ADI HİKAYE ANCAK İÇERİĞİ ROMAN OLAN BİR KİTAP

Servetifünun neslinin ve modern Türk romanın  büyük ismi Halit Ziya Uşaklıgil, İzmir'de kaleme aldığı ilk iki romanı Sefile ve Nemide sonrasında 1888'de "Hikaye" adında bir de makale kaleme alır.
Tanzimat dönemiyle edebiyatımıza girmeye başlayan roman türüyle alakalı ilk ifadeler Namık Kemal'in İntibah romanını değerlendirdiği Celal Mukaddimesi'nde geçer. Ancak bu dönem itibarıyla roman türü hikaye türünden kesin çizgilerle tam olarak ayrılmadığından roman yerine genel manada hikaye denmiştir. Tıpkı Kemal gibi Halit Ziya da hem eserine hem de roman türüne hikaye demiştir.
Halit Ziya ilk olarak İzmir'de Tevfik Nevzat'la çıkardığı Hizmet gazetesinde tefrika ettiği  bu makaleyi daha sonra 1891'de kitap haline getirmiştir.
Yazar kitapta öncelikle roman türünün Batı'daki gelişim evrelerini Kadim Zamanlar, Orta Çağ ve Yeni Zamanlar olarak belirledikten sonra Hakikiyun dediği realizm akımının beş büyük temsilcisi olan Balzac, Flaubert, Goncourt Kardeşler, Emile Zola ve Alphonse Daudet' i tanıtır okuyucuya. Yazar bu tanıtım esnasında bu isimlerin hem hayat hikayesinden hem de eserlerinden örnekler verir.

Eserin sonraki bölümlerinde makalenin asıl yazılış gayesi olan romantiklerin ve realistlerin karşılaştırılmasını görürüz.  Meslek-i Hakikiyun dediği realist akımının ana özelliklerini örnek metinler eşliğinde veren Uşaklıgil; Meslek-i Hayaliyun dediği romantiklerin de realistlerden eksik olan taraflarını kısaca belirtir.  Eserde realist ve romantiklerle beraber birkaç yerde ismi anılan Masalcılar diye nitelendirdiği bir grubun zayıf yönlerine de değinen yazar makalenin son kısmında asıl söylemek istediğini söyler:
"Evvel emirde şurasını izah edelim ki biz bu makaleyi iki suretle yazdık, tarafsız ve taraflı. Tarafsız yazdık, çünkü erbab-ı mütalaaya hakikiyunu tercih etmek mecburiyetini yüklemek fikrine hizmet etmedik. Taraflı yazdık, çünkü neticesinde fikr-i mahsumuz olmak üzere hakikiyunun hayaliyuna üstünlüğünden bahsedeceğiz. " (Uşaklıgil, 2017; 127)

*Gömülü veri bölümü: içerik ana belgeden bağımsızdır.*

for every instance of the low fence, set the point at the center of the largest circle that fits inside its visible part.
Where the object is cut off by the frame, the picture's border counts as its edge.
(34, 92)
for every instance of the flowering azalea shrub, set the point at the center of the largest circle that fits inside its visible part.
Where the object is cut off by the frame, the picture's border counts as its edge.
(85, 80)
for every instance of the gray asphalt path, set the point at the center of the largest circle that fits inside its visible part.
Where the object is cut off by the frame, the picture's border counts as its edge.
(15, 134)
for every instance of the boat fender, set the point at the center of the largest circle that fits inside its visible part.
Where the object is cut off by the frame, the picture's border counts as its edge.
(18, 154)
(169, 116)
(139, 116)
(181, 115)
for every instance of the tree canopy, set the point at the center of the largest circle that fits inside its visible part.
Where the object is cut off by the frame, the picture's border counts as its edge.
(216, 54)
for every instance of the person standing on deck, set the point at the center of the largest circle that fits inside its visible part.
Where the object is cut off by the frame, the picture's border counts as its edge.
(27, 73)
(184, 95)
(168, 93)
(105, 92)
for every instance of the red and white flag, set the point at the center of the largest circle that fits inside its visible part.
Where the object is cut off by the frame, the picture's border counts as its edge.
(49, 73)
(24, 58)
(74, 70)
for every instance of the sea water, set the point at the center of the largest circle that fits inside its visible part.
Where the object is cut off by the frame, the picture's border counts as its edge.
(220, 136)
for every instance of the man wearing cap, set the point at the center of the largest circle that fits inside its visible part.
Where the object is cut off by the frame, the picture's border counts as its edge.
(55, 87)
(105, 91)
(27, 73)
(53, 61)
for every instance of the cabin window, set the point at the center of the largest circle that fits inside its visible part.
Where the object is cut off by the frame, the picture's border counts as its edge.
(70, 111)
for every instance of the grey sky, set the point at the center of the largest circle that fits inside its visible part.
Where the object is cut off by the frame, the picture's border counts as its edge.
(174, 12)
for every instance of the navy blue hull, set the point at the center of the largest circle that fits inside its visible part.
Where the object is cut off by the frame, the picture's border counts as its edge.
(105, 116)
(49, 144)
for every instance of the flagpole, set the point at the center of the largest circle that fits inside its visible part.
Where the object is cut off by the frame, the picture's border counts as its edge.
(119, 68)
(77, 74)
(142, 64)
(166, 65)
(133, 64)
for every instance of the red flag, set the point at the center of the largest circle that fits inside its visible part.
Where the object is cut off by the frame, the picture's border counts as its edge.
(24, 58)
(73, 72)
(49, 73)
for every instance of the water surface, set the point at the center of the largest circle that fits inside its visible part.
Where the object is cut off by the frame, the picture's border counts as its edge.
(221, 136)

İçeriğinden kısaca bahsettiğim bu kitapta Halit Ziya; romantik akımın gerçekçi olmayan tahlil ve tasvir anlayışına karşı çıkmakta ve romantikleri edebiyatın hayali unsurlarını ön plana çıkardıkları yönünde eleştirir. Oysa realistler eserlerindeki kişi ve mekan tasvirlerinde o kadar gerçekçidirler ki hayatın bir noktasından çıkıp da gelmiş gibidirler. Öyle ki Balzac'ın hikayelerindeki kişilerin kalbinin altında bir yürek çarptığı anlaşılır. Çünkü o kadar gerçekçidir bu eserler.

Kendisi de Türk romanının en önemli realistlerinden olan Halit Ziya'nın hem ürün verdiği bir tür olan roman konusunu ele alan bir makale kaleme alması hem de bağlı bulunduğu bu akımın özelliklerini sıkı sıkıya desteklemesi her sanatçıda bulunması gereken bir meziyettir.

Eserde göze çarpan en önemli noktalardan birisi de Halit Ziya'nın o dönemde sadece Ahmet Midhat Efendi'yi romancı olarak kabul etmesidir. Onu da romantik akımının bir temsilcisi olarak görür. Zaten yazarın küçüklüğünde dedesine evde Ahmet Midhat romanları okuduğunu daha evvelinden bilmekteyiz.

Büyük nesir üstası Halit Ziya'nın edebiyat anlayışını, tasvir ve tahlil yeteneğinin nereden geldiğini anlamanın ve en önemlisi de realist akımın baskın özelliklerini ve temsilcilerini önemli eserleriyle öğrenmenin en güzel yolu işte bu küçük hacimli kitaptan geçer. Adı hikayedir ama içeriğinde romandan bahseder.

Vahdettin Oktay BEYAZLI

Hiç yorum yok:

Yorum Gönder

YAZIN DÜNYASINI DEVİNGEN Kılan "İMGESEL İLETİŞİM"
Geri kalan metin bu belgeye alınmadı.